Marius Gunnerud · ‎11-09-2023

my question is do i need to apply this config on all context sub-interfaces?

This depends on if you want a failover to occur if there is a protocol failure on any of the sub-interfaces. Otherwise you would only need the command on the interfaces you want to monitor and trigger in a failure situation, (your most important interfaces).

will it cause failover flapping issue when one or two sub-interfaces in a specific context had a problem?

Not entirely sure what you mean by this, but once a failover occurs, the previously active device will not become active again unless you manually failover or there is another failure situation on the current active device.
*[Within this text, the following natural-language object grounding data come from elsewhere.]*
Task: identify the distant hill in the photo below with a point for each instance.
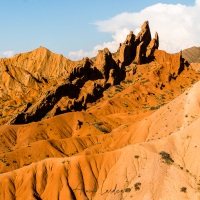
(192, 55)
(119, 126)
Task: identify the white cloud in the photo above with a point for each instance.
(7, 54)
(178, 27)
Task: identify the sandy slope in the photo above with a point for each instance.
(159, 161)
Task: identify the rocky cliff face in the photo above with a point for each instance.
(41, 84)
(117, 126)
(140, 48)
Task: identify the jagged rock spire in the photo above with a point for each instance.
(138, 48)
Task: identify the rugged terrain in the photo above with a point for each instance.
(117, 126)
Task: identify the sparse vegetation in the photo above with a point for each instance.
(166, 157)
(184, 189)
(137, 186)
(136, 156)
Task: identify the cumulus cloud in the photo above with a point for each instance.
(7, 54)
(177, 25)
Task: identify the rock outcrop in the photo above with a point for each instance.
(140, 48)
(39, 84)
(100, 128)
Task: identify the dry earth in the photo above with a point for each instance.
(117, 126)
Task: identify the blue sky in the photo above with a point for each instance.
(78, 28)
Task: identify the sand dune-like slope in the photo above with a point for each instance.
(159, 161)
(117, 126)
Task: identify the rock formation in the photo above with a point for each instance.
(138, 48)
(100, 128)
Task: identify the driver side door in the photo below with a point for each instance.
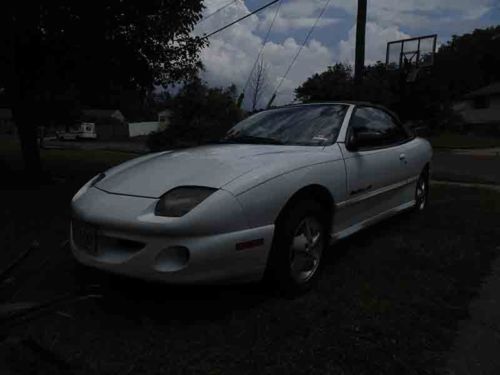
(377, 171)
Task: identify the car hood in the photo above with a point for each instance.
(211, 166)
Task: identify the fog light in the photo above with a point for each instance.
(172, 259)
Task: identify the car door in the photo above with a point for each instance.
(377, 172)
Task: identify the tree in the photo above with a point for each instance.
(336, 83)
(88, 52)
(259, 83)
(199, 114)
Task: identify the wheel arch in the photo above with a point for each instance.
(315, 192)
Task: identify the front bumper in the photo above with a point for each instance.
(173, 256)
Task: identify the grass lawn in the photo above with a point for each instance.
(53, 158)
(389, 302)
(456, 140)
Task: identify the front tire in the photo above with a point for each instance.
(300, 240)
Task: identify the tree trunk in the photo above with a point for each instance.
(27, 131)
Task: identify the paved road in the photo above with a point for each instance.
(482, 167)
(124, 146)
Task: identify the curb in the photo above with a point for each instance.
(467, 185)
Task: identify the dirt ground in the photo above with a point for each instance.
(389, 302)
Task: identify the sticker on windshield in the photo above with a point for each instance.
(320, 138)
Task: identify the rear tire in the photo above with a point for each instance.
(300, 240)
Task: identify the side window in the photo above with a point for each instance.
(379, 125)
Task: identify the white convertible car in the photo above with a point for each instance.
(264, 202)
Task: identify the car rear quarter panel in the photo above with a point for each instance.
(419, 153)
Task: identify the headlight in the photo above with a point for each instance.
(180, 201)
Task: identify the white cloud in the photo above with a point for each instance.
(232, 53)
(377, 38)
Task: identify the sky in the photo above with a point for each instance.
(232, 53)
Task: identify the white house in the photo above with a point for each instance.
(136, 129)
(164, 118)
(481, 107)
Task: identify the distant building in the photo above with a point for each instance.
(110, 124)
(136, 129)
(103, 114)
(481, 108)
(7, 125)
(164, 118)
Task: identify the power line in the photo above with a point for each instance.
(299, 51)
(241, 19)
(263, 46)
(217, 11)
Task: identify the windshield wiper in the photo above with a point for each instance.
(248, 139)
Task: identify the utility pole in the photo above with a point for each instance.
(360, 45)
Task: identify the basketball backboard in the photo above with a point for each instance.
(412, 53)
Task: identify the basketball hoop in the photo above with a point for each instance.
(411, 55)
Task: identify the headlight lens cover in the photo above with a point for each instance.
(179, 201)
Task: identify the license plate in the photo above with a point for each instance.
(85, 237)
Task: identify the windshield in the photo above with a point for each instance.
(311, 125)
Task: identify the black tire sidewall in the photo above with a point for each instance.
(425, 176)
(278, 270)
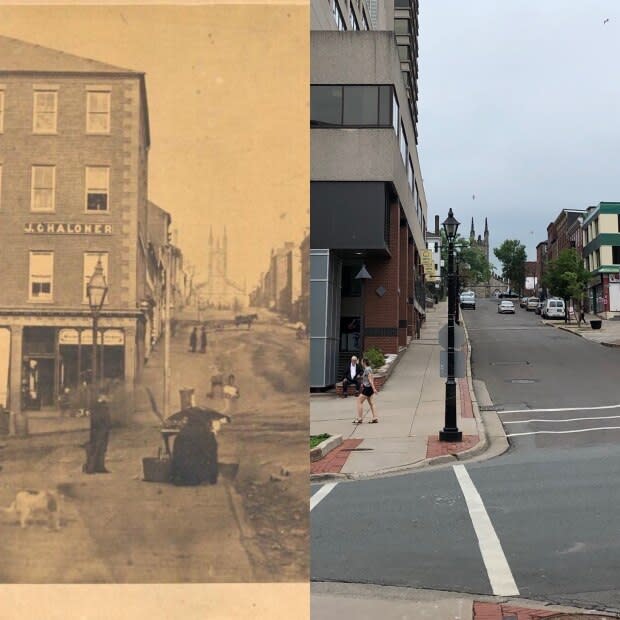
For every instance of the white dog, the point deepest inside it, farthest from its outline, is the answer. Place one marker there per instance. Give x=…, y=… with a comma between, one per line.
x=29, y=503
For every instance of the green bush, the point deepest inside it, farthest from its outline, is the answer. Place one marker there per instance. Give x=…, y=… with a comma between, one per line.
x=375, y=357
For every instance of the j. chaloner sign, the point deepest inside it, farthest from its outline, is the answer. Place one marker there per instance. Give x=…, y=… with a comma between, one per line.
x=60, y=228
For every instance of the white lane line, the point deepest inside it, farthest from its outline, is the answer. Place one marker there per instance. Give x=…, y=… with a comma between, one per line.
x=552, y=421
x=321, y=494
x=579, y=430
x=500, y=575
x=562, y=409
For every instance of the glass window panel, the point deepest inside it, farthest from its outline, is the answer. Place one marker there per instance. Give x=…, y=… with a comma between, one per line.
x=90, y=262
x=361, y=105
x=326, y=105
x=385, y=105
x=318, y=300
x=318, y=267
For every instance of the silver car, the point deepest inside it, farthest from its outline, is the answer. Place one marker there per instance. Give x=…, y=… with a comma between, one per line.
x=506, y=307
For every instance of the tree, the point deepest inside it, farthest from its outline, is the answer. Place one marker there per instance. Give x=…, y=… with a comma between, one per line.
x=512, y=256
x=566, y=277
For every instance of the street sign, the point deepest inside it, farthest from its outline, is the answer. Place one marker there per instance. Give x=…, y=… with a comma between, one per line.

Also, if you have not done so already, it is a good practice to configure standby IPs on the interfaces for situations where it is the failover link that has failed.

--
Please remember to select a correct answer and rate helpful posts

johnlloyd_13 · ‎11-09-2023

hi,

i'll probably just configure monitor on the "INTERNET" sub-interface/nameif since there's a lot of "inside" subif.